You all amaze me with your work! Beautifull


----------



## Hudak (Sep 10, 2007)

Nice


----------



## REKER (Jun 23, 2010)

Very nice work.


----------



## jlentz (Sep 11, 2005)

Beautiful rods. Very well done.

John


----------



## RuddeDogg (Mar 20, 2004)

Great work.


----------



## WALT D. (Dec 18, 2003)

Nice stuff there Barry!


----------



## VAO Brian (Aug 27, 2010)

I liked them until I saw the Bears logo....
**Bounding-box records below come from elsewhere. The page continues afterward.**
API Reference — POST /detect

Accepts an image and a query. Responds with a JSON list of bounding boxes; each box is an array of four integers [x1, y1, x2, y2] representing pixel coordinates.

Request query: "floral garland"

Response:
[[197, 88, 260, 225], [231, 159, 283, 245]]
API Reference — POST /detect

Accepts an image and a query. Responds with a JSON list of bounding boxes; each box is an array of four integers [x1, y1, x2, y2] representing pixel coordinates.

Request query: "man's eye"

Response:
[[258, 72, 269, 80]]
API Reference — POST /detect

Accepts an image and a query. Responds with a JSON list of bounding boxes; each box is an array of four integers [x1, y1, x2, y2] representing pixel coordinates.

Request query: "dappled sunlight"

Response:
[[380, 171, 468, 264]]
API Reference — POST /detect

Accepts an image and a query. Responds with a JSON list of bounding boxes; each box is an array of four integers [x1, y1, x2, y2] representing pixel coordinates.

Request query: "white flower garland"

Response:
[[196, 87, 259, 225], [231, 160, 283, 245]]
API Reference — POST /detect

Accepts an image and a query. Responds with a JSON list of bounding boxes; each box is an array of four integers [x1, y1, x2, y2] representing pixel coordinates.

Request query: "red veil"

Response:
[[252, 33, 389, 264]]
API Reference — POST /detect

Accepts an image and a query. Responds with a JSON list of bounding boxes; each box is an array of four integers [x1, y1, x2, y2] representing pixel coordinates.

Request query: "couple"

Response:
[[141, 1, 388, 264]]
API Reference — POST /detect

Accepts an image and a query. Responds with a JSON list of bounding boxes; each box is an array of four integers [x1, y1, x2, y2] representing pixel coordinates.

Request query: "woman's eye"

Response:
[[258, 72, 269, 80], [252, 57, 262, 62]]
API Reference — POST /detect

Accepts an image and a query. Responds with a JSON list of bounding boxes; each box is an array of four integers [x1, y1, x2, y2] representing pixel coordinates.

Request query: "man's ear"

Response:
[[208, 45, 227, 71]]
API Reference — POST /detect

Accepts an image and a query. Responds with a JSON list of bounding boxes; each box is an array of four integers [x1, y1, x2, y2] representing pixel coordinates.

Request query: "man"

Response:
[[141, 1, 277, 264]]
In all seriousness great work!


----------



## huckfinn38 (Jun 13, 2006)

Dang Barry...Very nice.


----------



## Hooked Up (Feb 6, 2009)

whats the trick to getting the crisp clean lines with the coat between the guide feet


----------



## BDreamweaver (Nov 28, 2008)

*lines*

Hooked up I am not sure there is any trick besides practice and finding a way that works for you. what I do is wait until epoxy is starting to get a little stiff and then work it with a bodkin needle. 
hope this helps
Barry


----------



## jcreamer (Mar 6, 2001)

VAO Brian said:


> I liked them until I saw the Bears logo....
> 
> In all seriousness great work!


Ha that was the best one....


----------